3

I have some geo targeting code whcih I want to behave in a particular way if the site is being spidered by a robot e.g. google etc.

Is there any way to infer this?

AJM
  • 32,054
  • 48
  • 155
  • 243

4 Answers4

5

Presenting different content to search engine crawlers and human visitors - called cloaking - is a risky thing, and can be punished by the search engine if detected.

That said, check out this SO answer with several links to well-maintained "bot lists". You would have to parse the USER_AGENT string and compare it against such a bot list.

Community
  • 1
  • 1
Pekka
  • 442,112
  • 142
  • 972
  • 1,088
2

You can do it by checking for the user-agent, or the IP. It may be preferable to use the latter as it's not unknown for other, less reputable bots, to spoof the user-agent of the big guys. Even for google et al their IPs tend to be in narrow ranges, so detecting on IP shouldn't require compiling of vast lists.

Richard H
  • 38,037
  • 37
  • 111
  • 138
1

You can check this by the user-agent property. For more info on user agent strings, check here: http://www.user-agents.org/ Mark the records with type "R = Robot, crawler, spider ". Bit this is not guaranteed, the user-agent property might be changes by several factors and this is not 100% reliable.

anthares
  • 11,070
  • 4
  • 41
  • 61
1

If you are only interested in the well set up reputable bots e.g. Google, Yahoo, MSN/Live/Bing/whatever-it-is-today, Ask etc then you can use round trip DNS checking.

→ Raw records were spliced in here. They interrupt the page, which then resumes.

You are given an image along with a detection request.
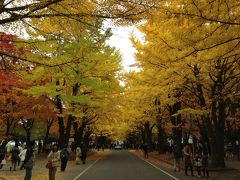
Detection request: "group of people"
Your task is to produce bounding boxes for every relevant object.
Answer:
[0,141,87,180]
[173,143,209,178]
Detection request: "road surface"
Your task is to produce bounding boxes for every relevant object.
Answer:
[69,150,196,180]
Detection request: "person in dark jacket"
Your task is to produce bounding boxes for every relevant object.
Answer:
[141,143,148,159]
[202,142,210,178]
[23,141,35,180]
[172,144,182,172]
[183,144,194,176]
[81,144,87,164]
[0,141,7,169]
[10,142,20,171]
[60,145,69,171]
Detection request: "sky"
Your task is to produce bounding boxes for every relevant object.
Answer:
[107,24,140,72]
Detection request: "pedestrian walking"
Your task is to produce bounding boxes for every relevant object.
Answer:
[76,146,82,164]
[142,143,148,159]
[172,144,182,172]
[19,147,27,170]
[81,144,88,164]
[194,152,202,177]
[0,141,7,169]
[10,142,20,171]
[48,144,60,180]
[38,139,43,154]
[60,145,69,171]
[23,141,35,180]
[183,144,194,176]
[202,142,209,178]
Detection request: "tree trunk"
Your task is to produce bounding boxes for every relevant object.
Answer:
[210,99,226,168]
[56,95,65,148]
[144,121,153,151]
[157,124,164,154]
[43,119,53,151]
[169,102,182,147]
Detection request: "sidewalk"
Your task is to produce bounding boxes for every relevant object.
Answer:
[0,151,103,180]
[132,150,240,180]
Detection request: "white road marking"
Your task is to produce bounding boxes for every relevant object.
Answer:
[73,157,101,180]
[139,157,179,180]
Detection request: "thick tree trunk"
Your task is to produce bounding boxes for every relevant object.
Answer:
[56,95,65,149]
[144,121,153,151]
[43,119,53,151]
[170,102,182,147]
[157,124,165,154]
[73,122,86,148]
[210,99,226,167]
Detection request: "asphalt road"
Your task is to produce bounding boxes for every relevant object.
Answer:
[73,150,195,180]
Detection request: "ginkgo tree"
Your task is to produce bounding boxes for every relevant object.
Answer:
[17,15,124,147]
[129,0,239,167]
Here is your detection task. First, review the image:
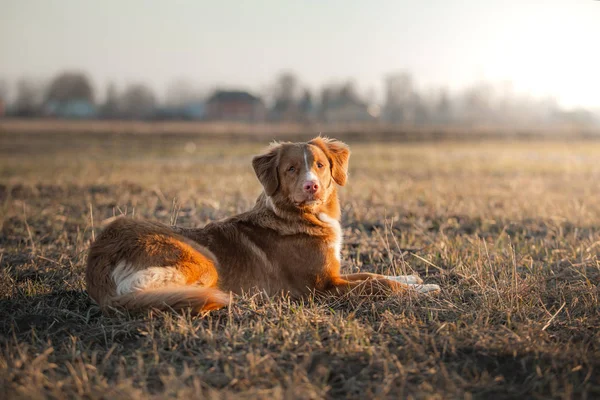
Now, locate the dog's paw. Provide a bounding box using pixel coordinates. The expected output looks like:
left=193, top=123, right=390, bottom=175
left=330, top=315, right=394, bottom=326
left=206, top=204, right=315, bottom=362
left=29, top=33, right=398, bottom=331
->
left=408, top=284, right=441, bottom=294
left=385, top=275, right=423, bottom=285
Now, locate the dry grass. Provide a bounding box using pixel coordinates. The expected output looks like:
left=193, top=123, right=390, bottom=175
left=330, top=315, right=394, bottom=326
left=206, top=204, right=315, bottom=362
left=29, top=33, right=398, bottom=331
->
left=0, top=132, right=600, bottom=399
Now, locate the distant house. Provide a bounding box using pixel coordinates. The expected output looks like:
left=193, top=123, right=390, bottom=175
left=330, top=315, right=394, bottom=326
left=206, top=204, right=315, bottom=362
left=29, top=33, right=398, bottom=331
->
left=44, top=100, right=98, bottom=119
left=205, top=90, right=266, bottom=122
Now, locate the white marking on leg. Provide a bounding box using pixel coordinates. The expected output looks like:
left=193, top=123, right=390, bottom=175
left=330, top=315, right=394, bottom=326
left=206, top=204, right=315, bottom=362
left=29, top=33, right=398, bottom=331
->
left=319, top=213, right=344, bottom=261
left=384, top=275, right=423, bottom=284
left=111, top=261, right=186, bottom=295
left=304, top=149, right=319, bottom=182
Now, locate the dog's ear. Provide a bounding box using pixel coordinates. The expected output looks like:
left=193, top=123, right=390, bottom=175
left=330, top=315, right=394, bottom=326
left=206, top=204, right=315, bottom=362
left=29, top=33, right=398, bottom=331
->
left=252, top=145, right=281, bottom=196
left=308, top=136, right=350, bottom=186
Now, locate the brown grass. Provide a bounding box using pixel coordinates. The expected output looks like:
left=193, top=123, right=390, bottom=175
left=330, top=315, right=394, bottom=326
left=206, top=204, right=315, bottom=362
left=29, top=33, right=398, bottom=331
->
left=0, top=130, right=600, bottom=399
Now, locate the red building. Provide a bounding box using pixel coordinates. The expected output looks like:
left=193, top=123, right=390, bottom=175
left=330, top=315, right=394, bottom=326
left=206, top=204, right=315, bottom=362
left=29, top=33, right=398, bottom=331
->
left=206, top=90, right=266, bottom=122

1) Check for known user agent (look for known substring such as googlebot)
e.g. Mozilla/5.0 (compatible; Googlebot/2.1; +http://www.google.com/bot.html

2) Do a reverse DNS for the requesting IP and check that it comes from a reasonable domain.
e.g. rdns of 66.249.71.202 is crawl-66-249-71-202.googlebot.com (so happy that it comes from googlebot.com)

3) On it's own step 2 can be faked, so now check the dns of the A record for the result returned in step 2 and ensure you have the original requesting IP.
e.g. dns for above is
crawl-66-249-71-202.googlebot.com. A 66.249.71.202

66.249.71.202 was the requesting IP address so this is a valid googlebot.

status203
  • 876
  • 6
  • 11